L'annonce d'une jauge de 5000 personnes dans les stades a provoqué une vive réaction auprès des fans de foot. Même si le quota sera finalement adapté à la capacité de l'enceinte, beaucoup se demandent l'intérêt d'une telle mesure, qui ne touche pas seulement le domaine sportif. Petite enquête sur la contagiosité des stades.

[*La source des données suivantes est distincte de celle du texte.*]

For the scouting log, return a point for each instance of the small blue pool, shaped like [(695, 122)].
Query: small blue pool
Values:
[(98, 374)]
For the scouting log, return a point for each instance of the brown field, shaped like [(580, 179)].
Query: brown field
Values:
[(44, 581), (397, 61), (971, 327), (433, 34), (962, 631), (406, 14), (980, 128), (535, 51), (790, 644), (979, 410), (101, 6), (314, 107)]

Décembre 2021 a marqué le grand come-back des masques en extérieur, des jauges dans les stades, des fermetures prématurées des bars… La vie d’avant, quoi. D’il y a un an. Les fans de foot, eux, n’ont que faire de ne plus pouvoir respirer à pleins poumons l’oxygène des métropoles ou de ne plus pouvoir s’enfiler des pintes que jusqu’à deux heures du mat’. Tous les amoureux du ballon rond se sont rassemblés derrière une cause commune : la jauge de 5000 spectateurs. Cette mesure, annoncée par le gouvernement lundi dernier, appartient presque déjà à l’histoire ancienne, puisque le Parlement est en train d’adopter une jauge au prorata de la capacité des enceintes. C’est mieux, mais ça reste ennuyant. Sur ce même site, nous pestions contre l’instauration de ce quota, et nous posions même la question de la véritable utilité sanitaire d’une telle mesure. Après tout, peu d’exemples de clusters dans les stades nous viennent à l’esprit.

L’exemple de l’Euro 2020

Établissons déjà avec une professionnelle ce qu’est un cluster : « C’est l’apparition de cas groupés qui ont lieu au même endroit et au même moment. Ça peut être une même famille, communauté ou alors une proximité géographique, c’est-à-dire même lieu, même rassemblement », explique Lulla Opatowski, épidémiologiste et modélisatrice, professeur à l’université de Versailles Saint-Quentin. Si on a peut-être moins la sensation que des enceintes aient pu être des foyers épidémiques, c’est sûrement car les gens rentrent chez eux et ne restent pas plantés sur leur siège. Les clusters les plus parlants sont ceux d’une ville, d’un quartier, d’un EHPAD, même d’un bateau de croisière, bref un endroit où l’on vit, séjourne. Malheureusement, on ne peut pas habiter dans les travées du stade de notre cœur et donc « le cluster de Geoffroy-Guichard » n’existera probablement jamais dans nos esprits. Pourtant « le cluster correspond au moment des contaminations », ce qui signifie qu’un stade peut bien en abriter un.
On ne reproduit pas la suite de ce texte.